2006 British political TV program

The Lavender List is a docudrama originally broadcast on BBC Four on 1 March 2006. It chronicles the events that led to the drafting of the so-called "Lavender List", a satirical name given to Harold Wilson's controversial 1976 resignation honours.

==Cast==
- Kenneth Cranham as Harold Wilson
- Gina McKee as Marcia Williams
- Celia Imrie as Mary Wilson
- Neil Dudgeon as Joe Haines
- Dominic Rowan as Bernard Donoughue

==Production==
The docudrama was written by journalist Francis Wheen, deputy editor of the satirical magazine Private Eye. Wheen said that it was based on the political diaries of two members of Wilson's cabinet: press secretary Joe Haines and director of policy Bernard Donoughue. It starred Kenneth Cranham as Wilson and Gina McKee as Marcia Williams, the head of Wilson's political office.

==The list==
The list itself caused controversy as some of the recipients were wealthy businessmen whose principles were considered antithetical to those held by the Labour Party. One businessman on the list, Lord Kagan, was a friend of Wilson's. He was convicted of fraud in 1980. Another, Sir Eric Miller, committed suicide while under investigation for the same crime in 1977. Lew Grade and James Goldsmith, who had previously given financial assistance to Williams, also featured.
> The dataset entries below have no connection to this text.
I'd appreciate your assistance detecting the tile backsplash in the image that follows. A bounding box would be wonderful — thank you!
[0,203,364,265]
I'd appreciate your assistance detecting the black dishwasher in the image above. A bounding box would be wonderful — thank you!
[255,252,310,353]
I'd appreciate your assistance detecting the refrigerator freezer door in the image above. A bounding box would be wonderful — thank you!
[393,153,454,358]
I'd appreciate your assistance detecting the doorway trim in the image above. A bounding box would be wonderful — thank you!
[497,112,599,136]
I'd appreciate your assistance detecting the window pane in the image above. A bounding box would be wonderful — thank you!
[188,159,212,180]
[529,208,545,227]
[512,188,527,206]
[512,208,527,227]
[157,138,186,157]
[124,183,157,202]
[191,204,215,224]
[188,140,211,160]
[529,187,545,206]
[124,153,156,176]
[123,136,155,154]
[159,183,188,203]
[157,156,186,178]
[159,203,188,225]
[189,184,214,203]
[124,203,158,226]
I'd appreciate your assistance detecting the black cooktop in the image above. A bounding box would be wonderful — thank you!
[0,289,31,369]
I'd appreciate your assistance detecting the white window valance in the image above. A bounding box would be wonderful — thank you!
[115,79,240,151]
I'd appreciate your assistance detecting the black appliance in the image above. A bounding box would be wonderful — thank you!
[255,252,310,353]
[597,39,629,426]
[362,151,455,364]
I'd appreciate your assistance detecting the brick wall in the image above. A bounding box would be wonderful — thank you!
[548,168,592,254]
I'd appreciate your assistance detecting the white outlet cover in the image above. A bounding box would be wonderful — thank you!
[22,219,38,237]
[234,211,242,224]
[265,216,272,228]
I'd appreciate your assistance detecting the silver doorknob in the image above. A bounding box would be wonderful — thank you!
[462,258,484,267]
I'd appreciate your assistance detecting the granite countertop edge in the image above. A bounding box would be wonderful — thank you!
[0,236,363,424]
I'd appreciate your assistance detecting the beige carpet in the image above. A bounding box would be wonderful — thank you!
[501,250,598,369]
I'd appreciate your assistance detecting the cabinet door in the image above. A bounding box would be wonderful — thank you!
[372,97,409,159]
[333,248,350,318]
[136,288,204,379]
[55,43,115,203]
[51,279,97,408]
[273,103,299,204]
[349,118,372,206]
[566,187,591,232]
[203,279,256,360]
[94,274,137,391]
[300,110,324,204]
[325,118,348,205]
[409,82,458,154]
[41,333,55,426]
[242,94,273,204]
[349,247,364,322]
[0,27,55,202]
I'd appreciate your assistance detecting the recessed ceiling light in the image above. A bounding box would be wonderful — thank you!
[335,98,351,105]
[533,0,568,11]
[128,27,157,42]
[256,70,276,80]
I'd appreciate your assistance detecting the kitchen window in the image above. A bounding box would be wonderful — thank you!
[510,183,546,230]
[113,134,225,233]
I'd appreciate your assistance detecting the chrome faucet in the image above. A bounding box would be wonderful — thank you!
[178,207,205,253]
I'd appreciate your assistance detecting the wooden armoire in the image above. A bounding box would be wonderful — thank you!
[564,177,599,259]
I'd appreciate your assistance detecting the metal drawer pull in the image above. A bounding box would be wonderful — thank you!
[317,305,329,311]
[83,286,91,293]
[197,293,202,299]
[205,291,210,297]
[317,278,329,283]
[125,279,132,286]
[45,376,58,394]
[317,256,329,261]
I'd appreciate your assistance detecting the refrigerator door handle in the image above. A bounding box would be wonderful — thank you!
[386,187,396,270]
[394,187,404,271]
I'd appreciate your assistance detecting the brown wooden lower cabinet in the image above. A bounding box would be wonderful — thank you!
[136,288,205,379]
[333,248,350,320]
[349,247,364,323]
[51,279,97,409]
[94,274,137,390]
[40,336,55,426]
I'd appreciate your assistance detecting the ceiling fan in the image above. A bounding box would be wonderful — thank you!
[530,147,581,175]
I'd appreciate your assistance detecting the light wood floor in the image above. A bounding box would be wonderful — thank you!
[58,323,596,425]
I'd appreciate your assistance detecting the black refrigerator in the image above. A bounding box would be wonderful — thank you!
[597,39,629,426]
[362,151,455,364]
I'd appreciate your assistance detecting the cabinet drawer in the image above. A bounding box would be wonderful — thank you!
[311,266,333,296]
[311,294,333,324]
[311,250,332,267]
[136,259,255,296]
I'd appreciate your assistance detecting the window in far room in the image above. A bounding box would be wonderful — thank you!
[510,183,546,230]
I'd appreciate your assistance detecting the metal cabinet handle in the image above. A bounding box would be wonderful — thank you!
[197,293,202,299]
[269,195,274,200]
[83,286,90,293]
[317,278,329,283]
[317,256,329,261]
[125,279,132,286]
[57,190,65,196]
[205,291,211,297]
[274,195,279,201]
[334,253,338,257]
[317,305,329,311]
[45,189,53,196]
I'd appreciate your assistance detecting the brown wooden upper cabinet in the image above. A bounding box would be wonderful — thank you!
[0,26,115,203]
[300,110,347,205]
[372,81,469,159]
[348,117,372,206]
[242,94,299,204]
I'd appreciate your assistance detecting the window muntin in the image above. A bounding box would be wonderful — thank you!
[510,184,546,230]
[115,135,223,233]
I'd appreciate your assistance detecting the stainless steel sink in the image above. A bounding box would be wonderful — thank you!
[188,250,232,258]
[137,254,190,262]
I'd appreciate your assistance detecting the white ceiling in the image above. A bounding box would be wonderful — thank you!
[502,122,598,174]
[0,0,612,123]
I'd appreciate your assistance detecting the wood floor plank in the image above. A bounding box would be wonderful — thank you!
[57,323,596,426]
The name of the list originated in a claim made by Haines that the original draft had been written on lavender-coloured notepaper. No documentary evidence has been proffered to support this claim, and Wilson and Williams denied it.

==Reception==
Victor Lewis-Smith reviewed the production positively in the Evening Standard. Other reviews were critical, and drew negative responses from some of those depicted in it. Haines noted what he considered 54 inaccuracies in the production.

The BBC paid Williams £75,000 in damages for claiming that she conducted an adulterous affair with Wilson, and that she exercised undue influence over the compilation of the list. In an out-of-court settlement, the BBC also agreed to pay an estimated £200,000 in costs and promised never to rebroadcast the film.